Drone Used to Reconnect Scottish Highland Community
Engineers in Scotland used a drone to reconnect the remote community after a landslide saw its communication cut off.
The Openreach team used a drone to fly a cable over the safety exclusion zone allowing them to reconnect the remote highland community to the existing network.
After reconnecting the cable, the team then walked three miles in a downpour of rain and hail to the next radio sub-station to make sure all six lines had a dial tone.
On November 22nd, a landslide which saw 9,000 tons of soil and rock crash 2,500ft onto the road outside Kinloch Hourn occurred. The landslide completely destroyed the road and left Kinloch Hourn disconnected, the phone fault was only reported this week.

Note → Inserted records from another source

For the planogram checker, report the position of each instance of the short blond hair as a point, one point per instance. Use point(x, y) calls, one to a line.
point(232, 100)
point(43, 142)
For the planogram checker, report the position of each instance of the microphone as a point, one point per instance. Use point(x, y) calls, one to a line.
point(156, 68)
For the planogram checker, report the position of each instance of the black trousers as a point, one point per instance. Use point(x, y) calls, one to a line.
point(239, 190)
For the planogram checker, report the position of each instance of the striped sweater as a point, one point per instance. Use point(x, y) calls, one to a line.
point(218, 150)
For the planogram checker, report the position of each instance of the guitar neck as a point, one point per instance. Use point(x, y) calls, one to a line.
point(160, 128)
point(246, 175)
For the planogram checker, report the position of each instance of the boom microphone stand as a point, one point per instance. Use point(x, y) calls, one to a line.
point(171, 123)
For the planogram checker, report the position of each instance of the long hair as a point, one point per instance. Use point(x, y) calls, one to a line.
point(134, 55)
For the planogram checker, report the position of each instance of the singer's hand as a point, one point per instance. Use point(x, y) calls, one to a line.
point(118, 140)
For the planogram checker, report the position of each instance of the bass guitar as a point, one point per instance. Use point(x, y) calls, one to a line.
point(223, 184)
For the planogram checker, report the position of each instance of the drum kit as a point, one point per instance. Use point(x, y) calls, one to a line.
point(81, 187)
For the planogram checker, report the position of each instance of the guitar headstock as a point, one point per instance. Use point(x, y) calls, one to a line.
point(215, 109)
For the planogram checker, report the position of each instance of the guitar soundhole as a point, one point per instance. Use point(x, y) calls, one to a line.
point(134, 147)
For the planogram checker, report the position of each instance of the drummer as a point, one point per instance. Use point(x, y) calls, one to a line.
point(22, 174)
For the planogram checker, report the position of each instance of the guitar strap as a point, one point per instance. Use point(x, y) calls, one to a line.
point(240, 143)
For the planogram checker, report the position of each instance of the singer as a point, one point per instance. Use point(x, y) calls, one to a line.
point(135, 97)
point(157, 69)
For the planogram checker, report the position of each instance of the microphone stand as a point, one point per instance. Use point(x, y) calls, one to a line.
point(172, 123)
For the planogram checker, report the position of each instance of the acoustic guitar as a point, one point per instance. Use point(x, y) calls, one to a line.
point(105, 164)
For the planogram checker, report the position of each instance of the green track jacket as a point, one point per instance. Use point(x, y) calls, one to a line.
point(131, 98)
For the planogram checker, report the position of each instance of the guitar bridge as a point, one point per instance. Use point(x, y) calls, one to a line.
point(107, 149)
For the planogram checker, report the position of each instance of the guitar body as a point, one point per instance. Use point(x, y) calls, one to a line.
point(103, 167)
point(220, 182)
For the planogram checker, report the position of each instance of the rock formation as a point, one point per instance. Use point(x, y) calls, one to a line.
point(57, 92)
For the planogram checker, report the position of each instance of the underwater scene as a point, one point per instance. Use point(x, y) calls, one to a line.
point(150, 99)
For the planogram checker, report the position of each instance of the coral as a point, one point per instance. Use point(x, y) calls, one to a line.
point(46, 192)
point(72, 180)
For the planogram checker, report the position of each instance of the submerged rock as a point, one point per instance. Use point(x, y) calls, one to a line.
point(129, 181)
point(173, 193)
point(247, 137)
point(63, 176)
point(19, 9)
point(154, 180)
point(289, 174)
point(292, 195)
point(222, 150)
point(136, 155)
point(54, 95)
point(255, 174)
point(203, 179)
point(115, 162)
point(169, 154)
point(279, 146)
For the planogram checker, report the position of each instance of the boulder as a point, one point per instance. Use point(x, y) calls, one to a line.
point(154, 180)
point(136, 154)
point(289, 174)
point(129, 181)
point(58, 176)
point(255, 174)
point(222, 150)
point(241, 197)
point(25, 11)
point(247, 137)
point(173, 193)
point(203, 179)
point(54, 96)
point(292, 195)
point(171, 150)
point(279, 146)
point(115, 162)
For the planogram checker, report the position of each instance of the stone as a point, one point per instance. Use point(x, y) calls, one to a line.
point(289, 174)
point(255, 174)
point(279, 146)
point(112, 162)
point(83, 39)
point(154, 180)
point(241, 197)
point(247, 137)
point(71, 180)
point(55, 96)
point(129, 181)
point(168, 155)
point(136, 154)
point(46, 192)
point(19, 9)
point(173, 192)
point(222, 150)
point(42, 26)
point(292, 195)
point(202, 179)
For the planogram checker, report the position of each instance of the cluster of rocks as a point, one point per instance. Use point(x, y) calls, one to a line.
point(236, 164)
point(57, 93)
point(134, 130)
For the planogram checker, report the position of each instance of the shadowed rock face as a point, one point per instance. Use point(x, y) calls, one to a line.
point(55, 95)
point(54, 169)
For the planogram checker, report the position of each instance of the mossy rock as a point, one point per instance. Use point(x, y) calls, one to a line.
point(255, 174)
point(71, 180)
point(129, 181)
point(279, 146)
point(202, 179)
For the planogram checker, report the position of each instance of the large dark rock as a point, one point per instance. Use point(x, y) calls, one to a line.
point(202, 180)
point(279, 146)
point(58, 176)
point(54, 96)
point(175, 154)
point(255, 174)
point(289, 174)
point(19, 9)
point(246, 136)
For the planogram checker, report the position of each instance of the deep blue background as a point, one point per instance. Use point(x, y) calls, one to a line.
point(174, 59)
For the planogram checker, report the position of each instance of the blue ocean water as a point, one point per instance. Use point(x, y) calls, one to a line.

Fraser MacDougall, Openreach operations manager for Highlands and Islands, said: “As there is no mobile reception at Kinloch Hourn, the radio link is the main means of communication and summoning help in emergencies.
“It was important to get it restored so that residents have access to services while clean up and stabilisation works are completed. It initially looked impossible due to the exclusion zone and road closure, but then we hit on the idea of using the drone.”
Recently, drones were deployed in River Findhorn to help Openreach engineers lay armoured cable in remote areas as part of a project to bring more reliable, ultrafast broadband to the residents of Glenmazeran. Robert Thorburn, partnership director for Openreach in Scotland, said that the use of drones not only helped the company to deliver broadband faster, it also drove down delivery costs significantly.
Increasingly, drones are being deployed to assist in a variety of situations such as the ones above as often they are fastest and safest option in a hostile environment to gain access to people in trouble. Drones are currently being trialed for use in sea search and rescue operations.